Back in April, Rogue One story developer Gary Whitta shared a somewhat cryptic tweet where he implied that he was working on a script for a new Last Starfighter movie with original screenwriter Jonathan Betuel. Despite the high-profile involvement of Whitta, it still seemed far-fetched that the movie would ever actually get made, but now a sequel to The Last Starfighter is looking more and more like a real possibility.
The director of The Last Starfighter, Nick Castle, revealed in a new interview with Bloody Disgusting that the rights to the franchise recently reverted back to Betuel, who is apparently pretty determined to get the film made. Castle also said that he’s looking forward to seeing what Betuel and Whitta cook up — while hoping that it retains some elements from the never-made sequel that he was involved with over a decade ago. “I think it was 2005 and it was going to be at that point a 30 year, 35 year sequel, Castle said. “It was literally a sequel where Lance [Guest] and Catherine Marie [Stewart], the leads, were going to come back as parents. We had a fun script so I’m not sure right now where Jonathan [Betuel] is going to take it. He has a partner named Gary Whitta who wrote Rogue One so he’s in good company there. Hopefully, they’ll mount something fun and we’ll see our characters again.”

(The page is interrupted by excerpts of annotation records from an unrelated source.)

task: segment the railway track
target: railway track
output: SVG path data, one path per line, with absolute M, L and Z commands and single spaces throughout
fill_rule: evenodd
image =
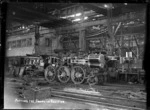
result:
M 52 96 L 62 97 L 67 99 L 79 100 L 83 102 L 101 104 L 111 107 L 131 109 L 131 110 L 142 110 L 146 106 L 145 101 L 129 100 L 125 98 L 114 98 L 109 96 L 90 95 L 82 93 L 73 93 L 66 91 L 51 90 Z M 135 107 L 135 105 L 137 107 Z M 144 110 L 144 109 L 143 109 Z
M 21 85 L 19 84 L 17 86 L 21 86 Z M 56 88 L 54 89 L 52 86 L 51 87 L 39 87 L 39 89 L 34 89 L 34 91 L 36 92 L 40 90 L 50 91 L 50 94 L 53 97 L 86 102 L 86 103 L 91 103 L 91 104 L 105 105 L 105 106 L 113 108 L 114 110 L 116 108 L 127 109 L 127 110 L 144 110 L 144 108 L 146 108 L 146 101 L 141 101 L 141 100 L 131 100 L 127 98 L 117 98 L 117 97 L 110 97 L 110 96 L 68 92 L 68 91 L 63 91 L 63 90 L 59 90 Z M 109 92 L 106 90 L 101 90 L 101 91 Z

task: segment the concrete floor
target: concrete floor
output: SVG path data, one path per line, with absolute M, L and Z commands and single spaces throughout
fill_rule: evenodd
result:
M 64 100 L 59 98 L 51 98 L 45 100 L 37 100 L 36 102 L 28 102 L 17 98 L 14 91 L 8 85 L 4 89 L 4 109 L 91 109 L 91 110 L 117 110 L 113 107 L 103 105 L 76 102 L 72 100 Z M 42 101 L 42 102 L 40 102 Z
M 49 98 L 40 100 L 42 102 L 36 101 L 28 102 L 27 100 L 21 100 L 21 98 L 18 98 L 18 95 L 16 95 L 12 88 L 12 86 L 16 86 L 18 82 L 11 82 L 12 78 L 9 80 L 5 80 L 5 88 L 4 88 L 4 109 L 92 109 L 92 110 L 118 110 L 118 108 L 113 107 L 106 107 L 103 105 L 97 105 L 97 104 L 90 104 L 90 103 L 83 103 L 83 102 L 77 102 L 72 100 L 66 100 L 61 98 Z M 70 87 L 69 87 L 70 88 Z M 84 85 L 84 88 L 86 88 L 86 85 Z M 137 87 L 135 87 L 137 88 Z M 64 88 L 65 89 L 65 88 Z M 109 87 L 97 87 L 97 89 L 109 89 L 110 90 L 118 90 L 118 87 L 115 88 L 114 86 L 111 88 Z M 121 90 L 122 87 L 119 89 Z M 125 89 L 123 87 L 123 89 Z M 132 88 L 133 89 L 133 88 Z M 124 91 L 124 90 L 123 90 Z M 102 95 L 105 95 L 104 92 L 100 92 Z M 110 92 L 111 93 L 111 92 Z M 108 94 L 106 94 L 108 95 Z M 116 96 L 115 96 L 116 97 Z M 119 109 L 120 110 L 120 109 Z

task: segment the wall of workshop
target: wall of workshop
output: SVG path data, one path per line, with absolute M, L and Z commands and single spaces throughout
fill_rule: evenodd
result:
M 49 38 L 51 41 L 51 44 L 49 46 L 46 46 L 46 38 Z M 55 30 L 47 34 L 42 34 L 39 46 L 40 54 L 51 55 L 54 53 L 55 49 L 62 49 L 62 45 L 59 42 L 60 38 L 61 35 L 55 34 Z
M 25 56 L 26 54 L 32 54 L 34 51 L 34 33 L 29 33 L 28 35 L 17 35 L 17 36 L 10 36 L 7 38 L 6 47 L 8 46 L 9 41 L 16 41 L 21 39 L 32 38 L 32 45 L 25 46 L 25 47 L 18 47 L 18 48 L 6 48 L 6 56 Z

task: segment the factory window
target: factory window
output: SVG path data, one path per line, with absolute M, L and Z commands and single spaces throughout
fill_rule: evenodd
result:
M 31 46 L 32 45 L 32 38 L 28 38 L 27 39 L 27 46 Z
M 16 41 L 12 41 L 12 48 L 16 47 Z
M 21 47 L 25 47 L 26 46 L 26 39 L 22 39 L 21 40 Z
M 21 40 L 17 40 L 17 46 L 16 47 L 21 47 Z
M 51 44 L 52 44 L 51 39 L 50 38 L 45 38 L 45 45 L 46 45 L 46 47 L 50 47 Z

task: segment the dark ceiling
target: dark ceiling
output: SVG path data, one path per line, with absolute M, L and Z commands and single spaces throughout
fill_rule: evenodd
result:
M 12 30 L 20 25 L 39 24 L 45 27 L 61 27 L 73 24 L 70 20 L 62 19 L 62 10 L 76 5 L 84 7 L 84 10 L 94 10 L 97 14 L 107 16 L 104 3 L 9 3 L 7 8 L 7 30 Z M 144 5 L 112 4 L 113 16 L 123 12 L 138 11 Z M 140 8 L 139 8 L 140 7 Z

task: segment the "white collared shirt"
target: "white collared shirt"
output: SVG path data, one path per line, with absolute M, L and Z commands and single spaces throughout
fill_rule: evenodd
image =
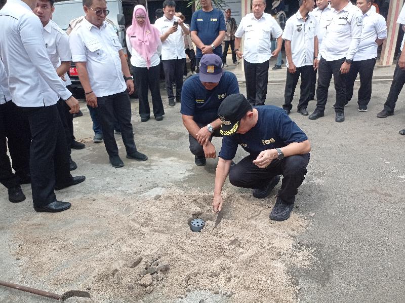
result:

The director also expressed his desire to be involved in the upcoming sequel in some capacity, even though he’s taken himself out of the running to direct it. “Now just this last year, the writer has retained the rights legally now,” Castle told Bloody Disgusting. “So he’s going to go out a second time around and get this thing done. I won’t be a part of it as a director. Hopefully, I’ll help out in the background but we’d love to do that. It’s so ready. The ‘80s, of course, are being mined by everything. It’s like the last thing that has not gotten remade or had a sequel. I’d love to see that continue on.”
While we’d love to see a sequel that involves the original cast like Castle described, we have faith in whatever Betuel comes up with. The Last Starfighter is very much his baby, and there’s no way he’s going to allow a subpar sequel to besmirch the legend of his 38-year-old sci-fi classic.